Одри почувствовала, как по спине побежали легкие мурашки. Она знала только об одной тайне отеля, вернее, хотела ее раскрыть и думала, что о других упоминалось для красного словца. Может быть, здесь водятся приведения?

— О, вы меня заинтриговали. Что за плач?

Джон повернулся спиной к окну и, выдержав драматическую паузу, заговорил:

— Как-то зимней ночью в конце одна тысяча девятисотого года здесь появилась молодая женщина и попросила номер. Она провела в нем три дня, никто не видел, чтобы она покидала его.

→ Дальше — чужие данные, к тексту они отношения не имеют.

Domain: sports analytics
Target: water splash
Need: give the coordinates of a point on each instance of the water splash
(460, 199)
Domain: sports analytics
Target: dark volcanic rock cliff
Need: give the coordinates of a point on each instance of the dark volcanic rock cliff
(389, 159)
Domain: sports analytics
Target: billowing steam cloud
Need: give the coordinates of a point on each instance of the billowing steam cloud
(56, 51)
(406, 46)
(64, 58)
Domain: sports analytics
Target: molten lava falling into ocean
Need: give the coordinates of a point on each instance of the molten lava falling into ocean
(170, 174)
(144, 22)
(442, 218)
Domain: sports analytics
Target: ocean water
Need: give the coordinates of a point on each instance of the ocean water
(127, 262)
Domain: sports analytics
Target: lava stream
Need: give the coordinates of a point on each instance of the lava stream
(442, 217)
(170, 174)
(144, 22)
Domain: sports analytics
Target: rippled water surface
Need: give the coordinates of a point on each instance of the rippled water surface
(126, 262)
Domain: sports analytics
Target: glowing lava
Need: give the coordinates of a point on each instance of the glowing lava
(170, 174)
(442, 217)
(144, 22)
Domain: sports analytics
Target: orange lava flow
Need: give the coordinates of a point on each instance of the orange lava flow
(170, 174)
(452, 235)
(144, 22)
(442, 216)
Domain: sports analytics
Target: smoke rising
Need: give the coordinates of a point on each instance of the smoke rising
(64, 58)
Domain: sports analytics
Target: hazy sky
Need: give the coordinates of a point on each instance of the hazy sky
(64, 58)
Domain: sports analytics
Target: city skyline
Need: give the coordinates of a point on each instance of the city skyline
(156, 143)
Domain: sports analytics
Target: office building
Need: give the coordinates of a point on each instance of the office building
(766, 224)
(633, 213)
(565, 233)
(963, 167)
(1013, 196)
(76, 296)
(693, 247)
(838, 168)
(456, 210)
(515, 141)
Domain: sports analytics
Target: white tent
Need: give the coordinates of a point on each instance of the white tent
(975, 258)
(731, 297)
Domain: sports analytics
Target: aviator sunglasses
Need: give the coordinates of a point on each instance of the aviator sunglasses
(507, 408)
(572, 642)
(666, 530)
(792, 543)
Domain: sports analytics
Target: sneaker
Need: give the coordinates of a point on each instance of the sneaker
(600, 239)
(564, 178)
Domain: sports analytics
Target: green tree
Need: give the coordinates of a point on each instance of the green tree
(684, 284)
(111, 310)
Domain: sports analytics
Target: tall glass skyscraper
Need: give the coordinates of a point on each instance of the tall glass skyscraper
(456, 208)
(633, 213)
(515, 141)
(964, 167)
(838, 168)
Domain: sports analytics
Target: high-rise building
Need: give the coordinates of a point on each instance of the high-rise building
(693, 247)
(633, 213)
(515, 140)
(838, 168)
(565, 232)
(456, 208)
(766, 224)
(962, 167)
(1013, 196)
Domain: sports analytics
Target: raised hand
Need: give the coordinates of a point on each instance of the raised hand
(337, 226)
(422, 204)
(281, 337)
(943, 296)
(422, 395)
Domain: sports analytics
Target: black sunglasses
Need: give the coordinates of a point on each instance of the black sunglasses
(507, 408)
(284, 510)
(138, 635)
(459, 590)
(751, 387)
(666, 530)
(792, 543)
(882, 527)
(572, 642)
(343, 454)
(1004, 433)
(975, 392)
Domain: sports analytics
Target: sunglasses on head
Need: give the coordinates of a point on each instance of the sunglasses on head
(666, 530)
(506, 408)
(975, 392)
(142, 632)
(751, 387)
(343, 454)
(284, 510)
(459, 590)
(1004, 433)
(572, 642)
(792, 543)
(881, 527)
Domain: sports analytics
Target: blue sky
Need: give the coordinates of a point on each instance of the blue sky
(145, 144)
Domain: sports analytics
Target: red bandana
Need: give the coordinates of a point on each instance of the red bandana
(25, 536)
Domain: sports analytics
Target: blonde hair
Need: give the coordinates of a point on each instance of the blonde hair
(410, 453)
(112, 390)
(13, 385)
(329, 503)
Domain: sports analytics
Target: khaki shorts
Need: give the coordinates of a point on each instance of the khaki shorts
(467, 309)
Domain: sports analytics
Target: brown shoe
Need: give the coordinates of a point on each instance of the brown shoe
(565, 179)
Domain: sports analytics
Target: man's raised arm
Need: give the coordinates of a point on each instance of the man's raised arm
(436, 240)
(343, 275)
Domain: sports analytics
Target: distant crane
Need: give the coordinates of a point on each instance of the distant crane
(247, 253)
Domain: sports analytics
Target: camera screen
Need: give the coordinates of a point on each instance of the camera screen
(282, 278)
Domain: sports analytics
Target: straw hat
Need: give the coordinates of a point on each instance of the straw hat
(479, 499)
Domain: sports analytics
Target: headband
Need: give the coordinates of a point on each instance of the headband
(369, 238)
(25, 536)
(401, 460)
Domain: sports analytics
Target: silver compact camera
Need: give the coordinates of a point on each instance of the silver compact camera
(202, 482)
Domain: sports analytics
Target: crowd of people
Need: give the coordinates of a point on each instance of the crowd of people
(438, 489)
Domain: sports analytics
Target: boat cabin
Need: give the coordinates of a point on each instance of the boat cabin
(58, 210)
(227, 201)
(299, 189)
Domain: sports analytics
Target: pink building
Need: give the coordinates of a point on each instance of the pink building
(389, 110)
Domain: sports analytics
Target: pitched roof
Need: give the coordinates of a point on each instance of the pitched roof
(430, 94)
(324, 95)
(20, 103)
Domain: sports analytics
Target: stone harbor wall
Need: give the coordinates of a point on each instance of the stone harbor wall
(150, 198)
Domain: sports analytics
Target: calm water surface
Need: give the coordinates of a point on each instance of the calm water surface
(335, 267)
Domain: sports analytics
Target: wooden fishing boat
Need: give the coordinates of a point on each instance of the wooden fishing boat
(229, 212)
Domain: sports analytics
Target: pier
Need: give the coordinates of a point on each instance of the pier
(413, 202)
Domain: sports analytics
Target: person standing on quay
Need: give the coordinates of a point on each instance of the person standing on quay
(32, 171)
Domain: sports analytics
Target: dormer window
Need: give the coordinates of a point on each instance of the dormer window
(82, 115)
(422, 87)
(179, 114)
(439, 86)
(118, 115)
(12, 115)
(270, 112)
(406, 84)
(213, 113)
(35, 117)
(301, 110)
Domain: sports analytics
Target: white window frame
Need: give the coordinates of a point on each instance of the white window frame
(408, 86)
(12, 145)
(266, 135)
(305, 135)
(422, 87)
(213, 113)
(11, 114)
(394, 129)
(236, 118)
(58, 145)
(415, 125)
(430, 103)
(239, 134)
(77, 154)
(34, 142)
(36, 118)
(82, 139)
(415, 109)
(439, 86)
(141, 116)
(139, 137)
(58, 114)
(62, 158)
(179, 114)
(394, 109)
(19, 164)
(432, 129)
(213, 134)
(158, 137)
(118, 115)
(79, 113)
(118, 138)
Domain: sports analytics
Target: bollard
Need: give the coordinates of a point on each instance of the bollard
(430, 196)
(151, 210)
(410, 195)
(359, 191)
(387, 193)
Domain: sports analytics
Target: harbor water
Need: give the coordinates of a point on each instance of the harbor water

Наконец хозяева забеспокоились и, когда наведались к ней, обнаружили, что постоялица исчезла.

— Без следа? — спросила Одри только для того, чтобы поддержать разговор. Ее сейчас гораздо больше занимало, как выстроить кадр.

— Еще с каким следом, — ухмыльнулся Джон. — Она оставила новорожденного ребенка, девочку. Говорят, та лежала на кровати такая спокойная, словно ее только что накормили и убаюкали. И охраняла малышку большая грозная птица…

— Буревестник?.. — Одри внезапно почувствовала слабость в ногах и опустилась на ближайший пуфик, не выпуская из рук камеры. Увидев в зеркале свое отражение, она заметила, что чуть побледнела.

Следовало отдать Джону должное: он знал, как заинтересовать слушателя. Голос его был спокоен, и отсутствие чрезмерной трагичности делало повествование весьма правдоподобным. Одри даже показалось, что буревестник маячит перед глазами…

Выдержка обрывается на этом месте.